Open source: mcts-reasoning.

pip install -e ".[anthropic]"
export ANTHROPIC_API_KEY=your-key
python experiments/run_csp.py --hard --budget 1.00

The provider tracks token usage and enforces budget caps.

Limitations

The problems are hand-crafted. A generator calibrated by Pass@1 rate would be more convincing. Ten problems shows the pattern but isn’t enough for statistical significance.

I tested one model. A weaker model might show MCTS advantage on simpler problems. A stronger one would need harder problems.

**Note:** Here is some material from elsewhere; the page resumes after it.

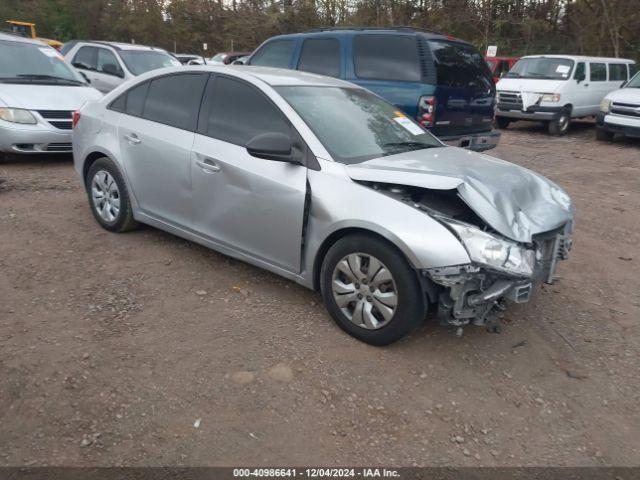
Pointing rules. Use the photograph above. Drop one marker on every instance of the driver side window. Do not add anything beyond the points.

The MCTS exploration context shows which solutions scored well and poorly, but not which specific constraints were violated. Adding evaluator feedback to the exploration prompt is an obvious improvement I haven’t tried yet.

Summary

Three conditions for MCTS to help LLM reasoning:

1. A deterministic verifier. Not a learned reward model, not an LLM judge.
2. Partial credit from the verifier. A gradient, not just pass/fail.
3. A problem hard enough that blind sampling can’t reliably solve it.

When all three hold, MCTS outperforms best-of-N, self-consistency, and single-pass. When any one fails, it doesn’t.